Despite the industry's recent slowdown, lenders got some encouraging words from speakers at the regional conference of mortgage bankers associations here.

Two industry leaders said even though the market has been weak, and is expected to remain sluggish for a while longer, the year would finish soundly.

Leland C. Brendsel, chairman of the Federal Home Loan Mortgage Corp., said his company still expected a strong year for loan originations despite the recent run-up in long-term interest rates.

He said Freddie Mac had earlier been forecasting volume of $850 billion for this year. But it has now trimmed this figure to about $800 billion, still a solid figure by historical standards.

John A. Tuccillo, chief economist for the National Association of Realtors, said he thought the recent jump in rates could well be a seasonal event. In general, he said, the yield on the benchmark 30-year Treasury bond - currently about 6.7% - should trend toward the real economic growth rate plus the inflation rate. Today, that combined figure would be about 5.5%.

Mr. Tuccillo predicted a 50-basis-point drop in the long-bond yield in the next few months, and said economic growth would stabilize at about 2% this year. He characterized the relatively slow growth rate as a payback for an unusually high rate in the recent past.

Mr. Brendsel also took the occasion to put in a pitch for Loan Prospector, Freddie Mac's automated underwriting system.

He said use of the system was increasing among Freddie's lenders and that volume had now reached about 3,000 loans a week. He added that he was expecting this figure to triple by the end of the year.

He also gave new details of his country's research into using Loan Prospector to evaluate loans below prime, or A, quality.

He said one lender that made many A-minus and B loans submitted a large batch for review and found that Loan Prospector would have approved half of them as prime and thus eligible for purchase by the agency.

He also gave a live example: a 64-year-old man with an annual income of $26,000 applied for a $56,000 loan. He had a good credit history and had been on the same job for many years. But his extremely high debt ratio - 50% - would have disqualified him with most lenders.

The payoff: Loan Prospector approved the loan and Freddie bought it.

"We are getting better at identifying creditworthy borrowers," Mr. Brendsel said.

Also on the program was George Will, the acerbic syndicated columnist and network commentator known for his conservative opinions.

In discussing the rapidly growing size of federal entitlement programs, he touched on a subject of considerable interest to mortgage marketers: the aging population.

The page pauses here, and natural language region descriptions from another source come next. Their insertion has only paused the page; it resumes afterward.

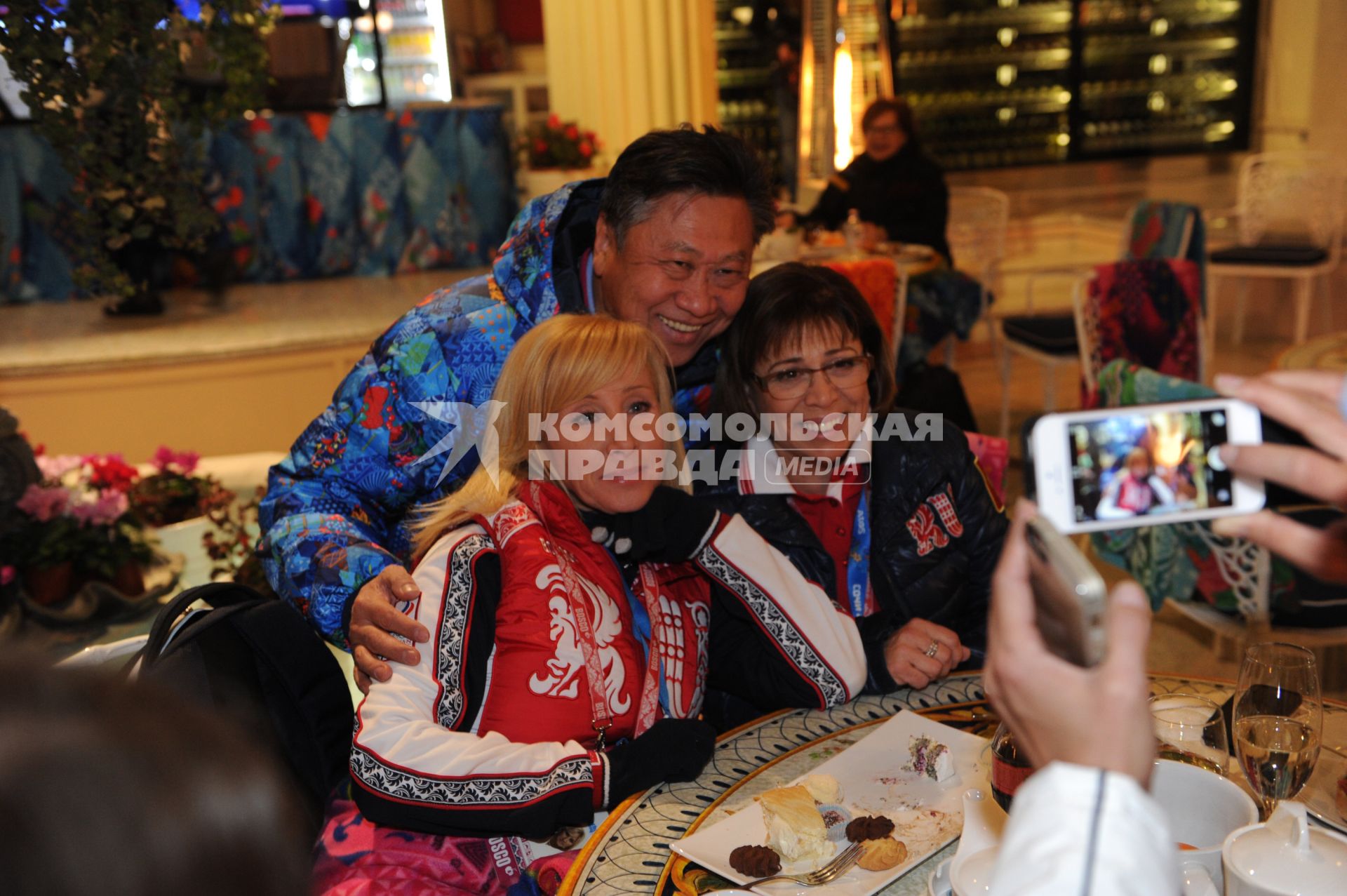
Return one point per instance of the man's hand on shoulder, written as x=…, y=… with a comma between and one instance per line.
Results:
x=375, y=620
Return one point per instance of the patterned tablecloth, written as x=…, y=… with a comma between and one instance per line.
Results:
x=629, y=853
x=300, y=196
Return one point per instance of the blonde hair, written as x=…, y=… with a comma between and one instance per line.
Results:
x=556, y=363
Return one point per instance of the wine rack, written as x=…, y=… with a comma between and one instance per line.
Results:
x=1004, y=83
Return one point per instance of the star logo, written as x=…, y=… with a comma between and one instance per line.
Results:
x=474, y=426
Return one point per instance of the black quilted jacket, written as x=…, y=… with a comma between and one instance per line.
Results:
x=915, y=570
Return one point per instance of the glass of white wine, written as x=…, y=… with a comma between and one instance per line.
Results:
x=1191, y=729
x=1279, y=718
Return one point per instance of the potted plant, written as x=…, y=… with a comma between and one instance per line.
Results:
x=232, y=543
x=177, y=502
x=123, y=92
x=556, y=154
x=76, y=526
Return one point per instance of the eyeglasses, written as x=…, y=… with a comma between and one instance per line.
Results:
x=793, y=382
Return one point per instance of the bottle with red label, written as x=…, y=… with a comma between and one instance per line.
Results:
x=1010, y=767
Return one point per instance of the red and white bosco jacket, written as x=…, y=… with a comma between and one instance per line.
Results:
x=492, y=732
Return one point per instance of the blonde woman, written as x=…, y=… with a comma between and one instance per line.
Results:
x=562, y=678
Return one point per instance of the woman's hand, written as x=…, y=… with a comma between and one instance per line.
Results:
x=670, y=528
x=1097, y=717
x=909, y=655
x=375, y=620
x=1308, y=402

"Since 1960, the U.S. population has grown 30%," he said. "But the population of people 85 or older has grown 230%."

Mr. Will was using the numbers to point out the built-in expansion of the cost of entitlement programs, the bulk of which benefit older people.

But mortgage-industry analysts have also used such numbers to suggest a need for new loan products tailored to changing demographics, including reverse mortgages through which older people can tap the equity in their homes for living expenses.